Système des Beaux-Arts/Livre dixième/2

Gallimard (p. 348-351).

CHAPITRE II

DE LA POÉSIE ET DE LA PROSE

La prose n’est pas la poésie. Je n’entends pas par là qu’elle soit quelque chose de moins, avec moins de rythme, moins d’images, et moins de force, mais bien qu’elle n’a rien de la poésie, et qu’elle s’affirme en niant et repoussant tout ce qui est propre à la poésie. La poésie est soumise à la loi du temps, comme on l’a vu ; aussi doit-elle être entendue plutôt que lue. Le nombre y détermine d’avance des formes vides où les mots viennent se placer ; l’accord, le désaccord et finalement l’accord entre les mots et le rythme assurent le nombre et y ramènent l’attention ; un mouvement sans retour emporte l’auditeur avec le poète. La vraie prose, tout au contraire, doit être lue par les yeux ; et non seulement elle est affranchie du nombre, mais elle repousse le nombre. En cela elle s’oppose en même temps à la poésie et à l’éloquence. Ces principes sont cachés. Dans beaucoup d’écrivains le mouvement oratoire revient trop souvent, car la prose est jeune encore, et non assez purifiée. Toutefois observons que, dans les œuvres où le mouvement oratoire n’a point de raison, toute mesure de la phrase que l’on arriverait à prévoir choque aussitôt le lecteur ; et c’est une faute de goût insupportable si les mots semblent choisis pour remplir un temps mesuré ; l’art de la prose résiste à cet entraînement ; il faut que la terminaison y trompe toujours l’oreille ; l’équilibre de la phrase veut que le mouvement y soit rompu sans cesse, de façon que l’attention ne se porte jamais au temps, mais reste libre toujours de s’arrêter et de revenir.

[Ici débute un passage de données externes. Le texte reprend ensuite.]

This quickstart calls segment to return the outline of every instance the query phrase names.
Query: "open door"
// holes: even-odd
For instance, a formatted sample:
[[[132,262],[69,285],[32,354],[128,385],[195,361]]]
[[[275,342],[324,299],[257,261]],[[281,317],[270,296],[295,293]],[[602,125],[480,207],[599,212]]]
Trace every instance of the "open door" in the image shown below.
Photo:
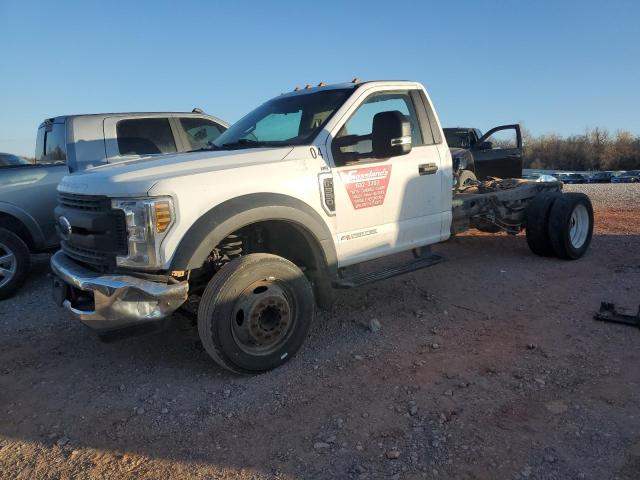
[[[476,178],[522,177],[520,125],[500,125],[485,133],[470,149]]]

Ce n’est pas un petit changement que cette lecture par les yeux et sans paroles, qui est un signe si remarquable de la vraie culture. Une page de prose imprimée s’offre toute. Un œil exercé y saisit des masses, des centres et des accessoires. L’idée se montre et bientôt se détermine. Et les raisons de ce qui est d’abord posé apparaissent justement comme on les cherche. Aussi y a-t-il des traits dans la belle prose, des bonheurs d’expression, et des surprises, mais sous cette condition que c’est l’idée toujours qui les montre ; un des secrets de la prose est de ne plaire que par l’accord imprévu entre les liaisons de mots et l’examen scrupuleux de l’idée ; au lieu que la poésie plaît d’abord, et aussi l’éloquence, et conduit à l’idée par le plaisir. On voit que la prose n’entraîne pas, mais au contraire retient et ramène. C’est assez dire que la prose doit vaincre l’ordre de succession, qui domine dans le langage parlé, et qui s’affirme comme une loi formelle dans l’éloquence et surtout dans la poésie. Ainsi la poésie et l’éloquence ressemblent plutôt à la musique, et la prose plutôt à l’architecture, à la sculpture, à la peinture, qui ne parlent que si on les interroge. Mais le lecteur est quelquefois inquiet de ne pas se sentir conduit ; il suivrait mieux ces coureurs passionnés, le corps toujours en avant. C’est pourquoi l’esprit spectateur ne va pas aisément de la poésie à la prose, si les arts en repos ne l’y ont pas assez préparé ; à défaut du rythme, il cherche les preuves, le résumé, la conclusion. Le devoir de juger sans aucun secours du raisonnement est ce qui étonne le plus l’affranchi. Aussi le lecteur de prose, comme un promeneur en terrain difficile, assure son aplomb à chaque pas. En bref, comme la vraie pensée ne force point, ainsi la vraie prose refuse d’attirer et de prendre ; je vois une belle pudeur dans ses cadences rompues. Aussi, dans cet art fait pour les yeux, tout ce qui sollicite l’oreille est en vérité de mauvais ton ; et non pas seulement les mots qui n’arrivent que pour l’harmonie, mais encore, dans une prose sobre, ces formules de même coupe et d’ampleur égale ; ce sont des flatteries qui détournent ; aussi peut-on faire l’épreuve de la belle prose par la lecture parlée ; l’art du lecteur n’y peut rien ajouter ; de lui-même il s’arrête, reprend, revient. La prose de Montaigne et celle de Stendhal sont sans doute, sous ce rapport, les plus pures.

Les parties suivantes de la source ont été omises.